嫌いな仕事ではあるが、そういう物と割り切っている。
さて、少女の話に関して、なんだろうかと耳を傾けるのだが。
「はえ――?」
こう、畏まって言う側と、言われた側の温度差が著しかった。
椎苗は、きょとん、と閉じかけていた目を丸くし、ぽかん、と少女を眺めていた。
■緋月 >
「……突然の話で、申し訳ありません。」
キョトンとした顔の少女に、深々と頭を下げる。
なるべく、深刻にならないよう気を付けながら、書生服姿の少女は話しを始める。
「詳しい事は……諸事情で、口に出来ないのですが。
遠くない内に、ある方と「仕合」をする事になりました。
…「仕合」とは言っても、恐らくそんなものでは済まない段階のものになるでしょうが。
その方の言葉の受け売りになりますが、今の私は――「鈍り切っている」、と。」
ふう、と、一つ息を吐いて心身をリラックスさせる。
「……その人が求めるのは、この島に来て、様々な出会いに恵まれ、「人」としてある私にとって、
要らなくなった「鬼」としての在り方……言ってみれば、一振りの、無常の刃としての私の在り方でしょう。
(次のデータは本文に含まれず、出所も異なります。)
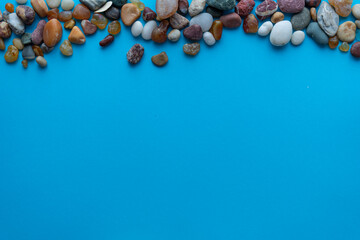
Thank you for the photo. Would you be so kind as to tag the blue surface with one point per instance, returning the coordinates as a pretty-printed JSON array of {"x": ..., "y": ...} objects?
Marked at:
[{"x": 244, "y": 141}]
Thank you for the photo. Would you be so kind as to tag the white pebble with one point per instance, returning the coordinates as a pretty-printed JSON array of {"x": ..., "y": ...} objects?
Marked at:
[
  {"x": 148, "y": 28},
  {"x": 174, "y": 35},
  {"x": 136, "y": 28},
  {"x": 209, "y": 38},
  {"x": 297, "y": 38},
  {"x": 265, "y": 29},
  {"x": 205, "y": 21},
  {"x": 67, "y": 5}
]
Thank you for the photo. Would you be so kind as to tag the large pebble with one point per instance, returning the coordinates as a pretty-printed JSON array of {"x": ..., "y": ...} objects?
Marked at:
[
  {"x": 291, "y": 6},
  {"x": 297, "y": 38},
  {"x": 317, "y": 34},
  {"x": 328, "y": 19},
  {"x": 281, "y": 33},
  {"x": 346, "y": 32},
  {"x": 265, "y": 29},
  {"x": 205, "y": 21}
]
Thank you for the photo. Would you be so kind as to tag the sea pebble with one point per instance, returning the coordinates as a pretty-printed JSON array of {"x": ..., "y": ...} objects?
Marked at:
[
  {"x": 205, "y": 21},
  {"x": 148, "y": 29},
  {"x": 297, "y": 38},
  {"x": 328, "y": 19},
  {"x": 136, "y": 29},
  {"x": 209, "y": 38},
  {"x": 265, "y": 29},
  {"x": 317, "y": 34}
]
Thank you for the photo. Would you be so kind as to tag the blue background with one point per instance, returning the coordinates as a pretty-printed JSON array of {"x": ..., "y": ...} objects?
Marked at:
[{"x": 244, "y": 141}]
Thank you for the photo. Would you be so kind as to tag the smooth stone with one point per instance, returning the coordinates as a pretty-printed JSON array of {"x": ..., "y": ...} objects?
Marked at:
[
  {"x": 15, "y": 23},
  {"x": 137, "y": 28},
  {"x": 205, "y": 21},
  {"x": 53, "y": 3},
  {"x": 281, "y": 33},
  {"x": 301, "y": 20},
  {"x": 328, "y": 19},
  {"x": 317, "y": 34},
  {"x": 93, "y": 5},
  {"x": 67, "y": 5},
  {"x": 148, "y": 29},
  {"x": 265, "y": 29},
  {"x": 174, "y": 35},
  {"x": 297, "y": 38},
  {"x": 166, "y": 8},
  {"x": 291, "y": 6},
  {"x": 28, "y": 53},
  {"x": 196, "y": 7},
  {"x": 347, "y": 32},
  {"x": 224, "y": 5},
  {"x": 209, "y": 38}
]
当然、其処に「慈悲」などという心が入り込む余地はないでしょう。
刀は……人を、命を斬るものです。
その在り方に戻れば、私は呵責無く命を奪う、凶器になるでしょう。
当然……御神の、そして椎苗さんの授けた「禁忌」を守る事は、出来なくなる。」
其処でもう一度、息を吐いて平常心を取り戻す。
「――勿論、私もそんな形になって戻れなくなる事はしたくはありません。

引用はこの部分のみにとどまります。